E dopo la Scozia, ecco l’Irlanda del Nord. Che avrebbe tutti i vantaggi a rimanere in Europa affrancandosi definitivamente da Londra. Del resto, è dall’accordo di pace del 1998, da quando cioè il legame con l’Inghilterra è divenuto quasi solo formale, che la regione ha vissuto un significativo balzo economico: tornare a dipendere da un governo centrale britannico fuori del mercato comune europeo è un rischio che non piace né a cattolici né a protestanti. Per ora, da quelle parti, nessuno parla apertamente di referendum per l’indipendenza, ma il tema è nell’aria, inutile fare finta di non saperlo.

In tutta questa disastrosa confusione, con l’Arcivescovo di Canterbury Justin Welby, massima autorità spirituale del Paese, che a suo tempo si è espresso per il “remain”, mentre addirittura il suo predecessore Rowan Williams parla ora di rischio di fascismo in Inghilterra, gli unici a tacere - come di consueto - sono i reali. Tuttavia, i bene informati ci dicono che, nel corso di un pranzo a Buckingham Palace di qualche tempo fa, Elisabetta II si sarebbe lasciata sfuggire un certo benevolo apprezzamento per la Brexit.
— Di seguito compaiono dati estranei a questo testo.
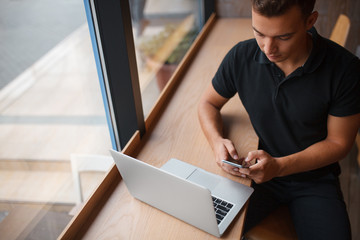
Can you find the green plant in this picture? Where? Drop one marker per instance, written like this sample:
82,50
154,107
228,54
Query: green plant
149,47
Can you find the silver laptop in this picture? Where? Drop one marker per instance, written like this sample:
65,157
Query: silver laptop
207,201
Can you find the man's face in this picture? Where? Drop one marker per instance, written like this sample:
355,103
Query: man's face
281,38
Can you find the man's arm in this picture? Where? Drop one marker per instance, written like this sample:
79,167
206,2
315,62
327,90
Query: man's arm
341,136
211,123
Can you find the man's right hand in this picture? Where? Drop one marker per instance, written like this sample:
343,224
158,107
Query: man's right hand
224,149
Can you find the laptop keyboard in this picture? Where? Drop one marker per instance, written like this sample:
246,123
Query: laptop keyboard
221,208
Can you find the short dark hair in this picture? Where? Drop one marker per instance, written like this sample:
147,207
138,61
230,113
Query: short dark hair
273,8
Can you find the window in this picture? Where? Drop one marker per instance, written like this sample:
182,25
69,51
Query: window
163,32
54,135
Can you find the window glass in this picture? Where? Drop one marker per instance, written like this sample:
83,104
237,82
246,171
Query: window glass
53,131
163,32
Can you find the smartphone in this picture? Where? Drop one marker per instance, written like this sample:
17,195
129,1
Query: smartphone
235,164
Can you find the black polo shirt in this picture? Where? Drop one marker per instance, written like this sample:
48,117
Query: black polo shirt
290,113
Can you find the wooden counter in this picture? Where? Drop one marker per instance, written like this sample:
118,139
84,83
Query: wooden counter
173,133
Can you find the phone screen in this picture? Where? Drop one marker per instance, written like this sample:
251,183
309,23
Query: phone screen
234,163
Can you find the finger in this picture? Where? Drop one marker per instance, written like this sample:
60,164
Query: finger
254,156
245,171
232,150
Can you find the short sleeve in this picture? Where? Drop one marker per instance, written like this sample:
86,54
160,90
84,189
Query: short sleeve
223,81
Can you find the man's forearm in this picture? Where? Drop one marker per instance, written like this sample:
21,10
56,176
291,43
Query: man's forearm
316,156
210,122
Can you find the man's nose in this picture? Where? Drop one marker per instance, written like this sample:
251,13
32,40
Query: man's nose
269,46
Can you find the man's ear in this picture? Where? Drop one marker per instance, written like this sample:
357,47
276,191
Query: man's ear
311,20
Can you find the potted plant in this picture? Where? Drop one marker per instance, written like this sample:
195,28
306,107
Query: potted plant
164,64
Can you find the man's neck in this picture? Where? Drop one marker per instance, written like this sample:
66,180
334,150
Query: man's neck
291,65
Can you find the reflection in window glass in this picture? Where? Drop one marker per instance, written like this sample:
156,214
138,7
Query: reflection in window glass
163,32
54,137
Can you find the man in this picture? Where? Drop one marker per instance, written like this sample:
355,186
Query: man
302,94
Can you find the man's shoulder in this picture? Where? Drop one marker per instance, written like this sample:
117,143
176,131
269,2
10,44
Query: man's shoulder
337,53
244,49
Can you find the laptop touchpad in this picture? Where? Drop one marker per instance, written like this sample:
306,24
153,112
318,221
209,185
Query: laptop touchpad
204,179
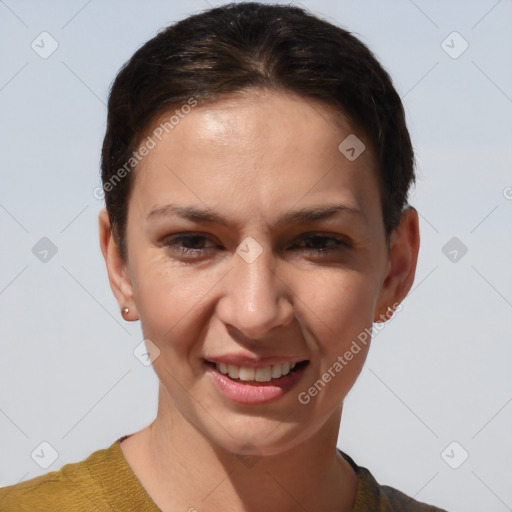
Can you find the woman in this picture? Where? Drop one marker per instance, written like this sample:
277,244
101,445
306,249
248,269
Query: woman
256,167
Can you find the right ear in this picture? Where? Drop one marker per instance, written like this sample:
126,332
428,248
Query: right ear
116,268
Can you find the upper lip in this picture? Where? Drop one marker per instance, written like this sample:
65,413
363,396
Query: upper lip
253,362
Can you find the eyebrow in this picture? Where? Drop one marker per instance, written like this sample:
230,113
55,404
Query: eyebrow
303,215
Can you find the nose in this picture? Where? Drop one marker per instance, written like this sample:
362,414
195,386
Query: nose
256,300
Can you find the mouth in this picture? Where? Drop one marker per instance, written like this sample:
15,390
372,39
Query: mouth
257,376
240,384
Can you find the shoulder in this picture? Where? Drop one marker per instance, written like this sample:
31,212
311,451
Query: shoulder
382,498
75,487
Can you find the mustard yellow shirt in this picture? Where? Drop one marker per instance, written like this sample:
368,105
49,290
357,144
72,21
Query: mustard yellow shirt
104,482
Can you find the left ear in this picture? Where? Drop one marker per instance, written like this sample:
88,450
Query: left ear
402,259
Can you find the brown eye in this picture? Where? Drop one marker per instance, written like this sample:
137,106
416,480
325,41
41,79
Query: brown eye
192,245
322,243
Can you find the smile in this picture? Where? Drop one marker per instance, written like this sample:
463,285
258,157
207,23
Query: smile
264,374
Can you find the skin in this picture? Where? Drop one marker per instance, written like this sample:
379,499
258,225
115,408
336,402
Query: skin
252,158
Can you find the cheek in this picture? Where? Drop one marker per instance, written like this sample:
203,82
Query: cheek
339,305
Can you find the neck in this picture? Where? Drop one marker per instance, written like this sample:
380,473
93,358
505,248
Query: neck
184,471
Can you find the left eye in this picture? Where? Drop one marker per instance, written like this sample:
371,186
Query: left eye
323,243
187,245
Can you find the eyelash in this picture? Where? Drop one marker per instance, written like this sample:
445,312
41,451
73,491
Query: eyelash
337,244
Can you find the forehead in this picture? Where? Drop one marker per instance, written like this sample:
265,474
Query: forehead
261,151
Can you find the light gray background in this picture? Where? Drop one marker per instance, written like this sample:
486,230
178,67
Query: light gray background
439,372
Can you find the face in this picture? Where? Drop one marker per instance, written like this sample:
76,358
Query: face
252,242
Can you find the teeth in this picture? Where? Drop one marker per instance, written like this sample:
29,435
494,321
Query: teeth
264,374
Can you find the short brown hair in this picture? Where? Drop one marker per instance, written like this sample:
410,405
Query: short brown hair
240,46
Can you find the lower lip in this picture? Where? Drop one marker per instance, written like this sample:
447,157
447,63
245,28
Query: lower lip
254,392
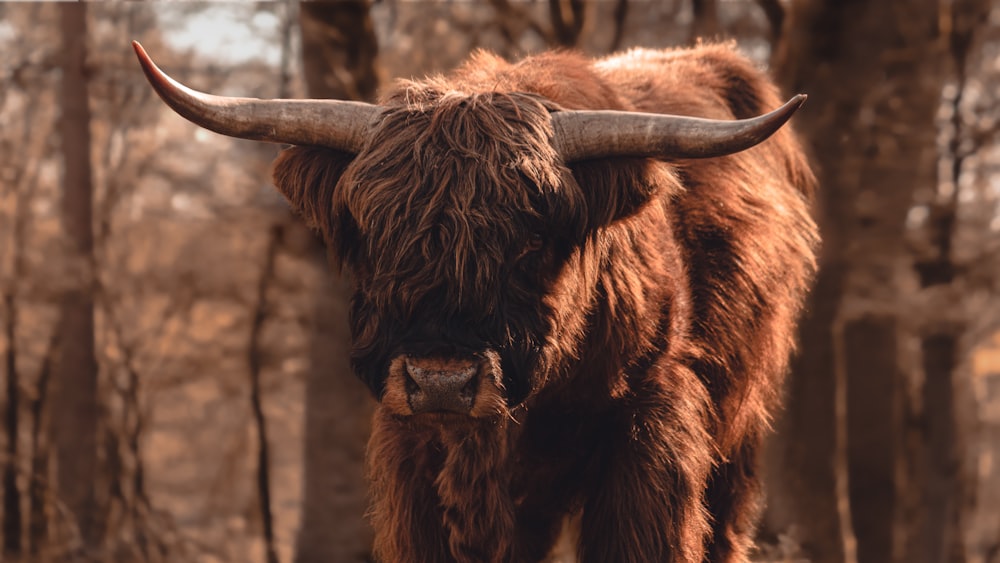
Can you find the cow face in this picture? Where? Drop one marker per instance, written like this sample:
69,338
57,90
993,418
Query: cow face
456,222
459,222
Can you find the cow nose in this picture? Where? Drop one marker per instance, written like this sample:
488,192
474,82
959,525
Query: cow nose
441,384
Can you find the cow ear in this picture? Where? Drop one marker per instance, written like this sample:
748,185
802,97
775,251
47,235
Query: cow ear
308,177
618,188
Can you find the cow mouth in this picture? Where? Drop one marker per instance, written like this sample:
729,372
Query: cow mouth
442,387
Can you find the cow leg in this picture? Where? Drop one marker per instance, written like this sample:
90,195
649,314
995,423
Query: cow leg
734,502
403,462
474,488
647,504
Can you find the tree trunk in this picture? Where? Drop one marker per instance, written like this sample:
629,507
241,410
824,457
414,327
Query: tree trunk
338,50
74,378
874,71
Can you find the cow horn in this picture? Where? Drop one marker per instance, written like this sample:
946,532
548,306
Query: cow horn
335,124
582,135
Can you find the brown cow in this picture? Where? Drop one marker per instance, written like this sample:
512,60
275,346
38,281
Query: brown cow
574,305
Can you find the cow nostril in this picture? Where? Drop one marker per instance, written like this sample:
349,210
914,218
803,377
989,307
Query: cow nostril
434,384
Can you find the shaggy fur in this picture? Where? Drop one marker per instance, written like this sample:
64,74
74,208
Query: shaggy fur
637,315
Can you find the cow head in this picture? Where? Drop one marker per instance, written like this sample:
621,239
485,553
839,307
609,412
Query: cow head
459,220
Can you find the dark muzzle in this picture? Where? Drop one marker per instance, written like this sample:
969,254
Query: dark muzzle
436,384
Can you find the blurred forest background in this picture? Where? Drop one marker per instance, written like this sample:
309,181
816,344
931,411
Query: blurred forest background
172,347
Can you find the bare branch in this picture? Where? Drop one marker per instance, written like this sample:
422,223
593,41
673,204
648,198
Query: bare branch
775,14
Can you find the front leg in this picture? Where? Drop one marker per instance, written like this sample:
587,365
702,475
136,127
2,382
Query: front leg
403,463
648,501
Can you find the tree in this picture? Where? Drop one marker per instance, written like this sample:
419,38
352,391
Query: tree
338,55
75,411
859,464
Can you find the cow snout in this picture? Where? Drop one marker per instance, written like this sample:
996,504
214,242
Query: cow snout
441,385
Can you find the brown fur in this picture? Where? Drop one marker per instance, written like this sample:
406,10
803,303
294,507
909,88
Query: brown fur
635,355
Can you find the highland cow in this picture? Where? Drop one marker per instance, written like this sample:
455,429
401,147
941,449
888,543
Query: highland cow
576,284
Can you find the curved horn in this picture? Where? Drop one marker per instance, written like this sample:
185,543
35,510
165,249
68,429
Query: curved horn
335,124
581,135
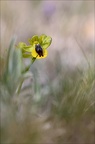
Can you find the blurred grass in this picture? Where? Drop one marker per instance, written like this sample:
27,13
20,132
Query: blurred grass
57,102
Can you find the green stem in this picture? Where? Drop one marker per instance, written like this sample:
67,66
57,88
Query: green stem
26,69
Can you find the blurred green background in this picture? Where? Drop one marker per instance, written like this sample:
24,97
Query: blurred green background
57,104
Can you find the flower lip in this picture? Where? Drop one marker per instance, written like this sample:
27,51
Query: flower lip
39,50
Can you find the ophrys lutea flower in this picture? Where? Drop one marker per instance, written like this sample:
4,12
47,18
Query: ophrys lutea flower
37,48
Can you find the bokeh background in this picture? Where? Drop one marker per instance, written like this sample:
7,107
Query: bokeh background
59,106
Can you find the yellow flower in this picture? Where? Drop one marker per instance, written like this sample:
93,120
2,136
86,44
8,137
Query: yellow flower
37,48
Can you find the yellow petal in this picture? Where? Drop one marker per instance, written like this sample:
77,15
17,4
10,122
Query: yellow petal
35,54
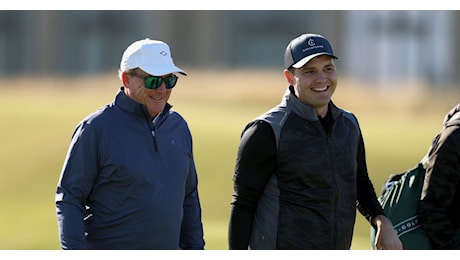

Al contrario di suo figlio Charles, che avrebbe sussurrato l’opinione opposta.

Ecco perché, disuniti in tutto, oggi gli inglesi si disinteressano apertamente di politica, elezioni e compagnia bella. E mentre i commentatori si affannano a prevedere la vittoria scontata di Theresa May, pochi riflettono sulla possibilità che l’affluenza alle urne registri un minimo storico senza precedenti. A ogni modo, i sudditi di Sua Maestà, per ora, si appassionano perlopiù alle scollature di Pippa. Del resto, è noto che in periodi di marasma i cosiddetti valori forti riemergano sovrani. Magari conditi dalle immancabili candele e dai peluche ammucchiati davanti alla Manchester Arena, da trasformare in tempi brevi nell’ennesimo tempio ai buoni sentimenti cattivi di una società ipnotizzata dal proprio narcisismo.